On Duty All Day: What with two family birthdays in December, our annual Christmas party, and Christmas Day itself, by the time the end of December rolls around Mrs. Banks has more or less had it with holiday mirth, and reserves January 1 as “her day,” by which she means that I’m the one that day who does the cooking, mixing, and champagne-fetching while she relaxes in the den binging on re-runs of Murder, She Wrote. It’s not a bad arrangement, actually. The only potential glitch comes in the evening when it’s time make dinner. I do well enough at the grill during the summertime, but the logistics of putting out an entire meal can be a challenge. The best solution—including, importantly, the production of a meal that’s actually worth eating—is roast chicken (a popular choice around here) and roasted potatoes.
I really have nothing to add to the literature of roast chicken, and am amazed that people have come up with so many ways to make it. The recipe I used last night turned out a bird that was moist and tasty on the inside, with crispy skin on the outside.
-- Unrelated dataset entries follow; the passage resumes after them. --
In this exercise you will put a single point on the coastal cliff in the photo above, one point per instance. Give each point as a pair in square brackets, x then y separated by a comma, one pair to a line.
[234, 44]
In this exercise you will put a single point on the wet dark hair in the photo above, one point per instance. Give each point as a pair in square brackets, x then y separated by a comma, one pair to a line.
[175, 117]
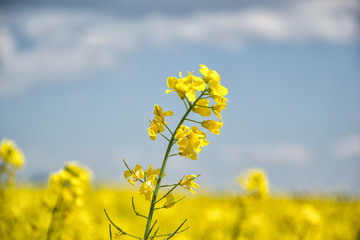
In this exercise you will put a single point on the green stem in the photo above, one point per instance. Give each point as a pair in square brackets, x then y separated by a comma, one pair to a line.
[190, 120]
[53, 220]
[167, 153]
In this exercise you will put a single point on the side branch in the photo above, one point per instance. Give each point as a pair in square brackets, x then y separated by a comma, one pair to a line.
[118, 228]
[137, 214]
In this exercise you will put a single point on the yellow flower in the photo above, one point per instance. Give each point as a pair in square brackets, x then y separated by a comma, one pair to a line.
[71, 183]
[147, 187]
[202, 108]
[157, 125]
[11, 154]
[186, 86]
[160, 116]
[151, 171]
[188, 183]
[218, 91]
[208, 74]
[255, 183]
[212, 126]
[169, 201]
[134, 175]
[190, 141]
[217, 108]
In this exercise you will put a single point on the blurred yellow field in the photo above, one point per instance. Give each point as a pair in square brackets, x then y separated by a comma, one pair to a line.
[26, 213]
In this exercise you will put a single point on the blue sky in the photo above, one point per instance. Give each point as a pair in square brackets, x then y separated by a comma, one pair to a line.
[79, 82]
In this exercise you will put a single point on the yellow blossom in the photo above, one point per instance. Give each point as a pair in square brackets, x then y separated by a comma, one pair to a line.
[217, 108]
[188, 183]
[202, 108]
[147, 187]
[70, 182]
[134, 175]
[151, 171]
[186, 86]
[157, 124]
[190, 141]
[218, 91]
[169, 201]
[11, 154]
[212, 126]
[209, 74]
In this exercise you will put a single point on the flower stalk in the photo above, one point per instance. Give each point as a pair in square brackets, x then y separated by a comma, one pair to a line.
[190, 142]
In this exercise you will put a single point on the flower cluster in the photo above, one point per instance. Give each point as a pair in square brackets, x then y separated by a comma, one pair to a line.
[190, 141]
[147, 178]
[70, 183]
[195, 93]
[157, 125]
Also, it was simple to make, which can be a real plus if you find yourself at your wife’s beck and call all day. Here goes:
Peel 6 or so Yukon gold potatoes, cut in halves or thirds, and par boil for 10 minutes.
Preheat oven to 450 degrees. Rinse a 5-to-7-pound chicken and dry all over. Cut an onion and a lemon both in half and put ’em in bird’s cavity. Melt a stick of butter and brush some of it all over the bird. Season the chicken with salt, pepper, and tarragon and rosemary of you can find any. Place chicken (breast-side up!) in a roasting pan and arrange the boiled potatoes around it. Put chicken in oven. Baste it every 20 minutes with butter and, later on, its own pan juices. While you’re at it, baste the potatoes, too. After half an hour, turn oven down to 350 degrees. Chicken will be done in 90 minutes to two hours; check by making sure thigh juices run clear. When chicken is done, place it on a carving board and let it rest for 20 minute. While it’s resting, make the gravy in the roasting pan.
And dinner it is! We served family style with salad, dinner rolls and, much to my daughter’s horror, frozen cut-up green beans. The meal was a hit, just the same.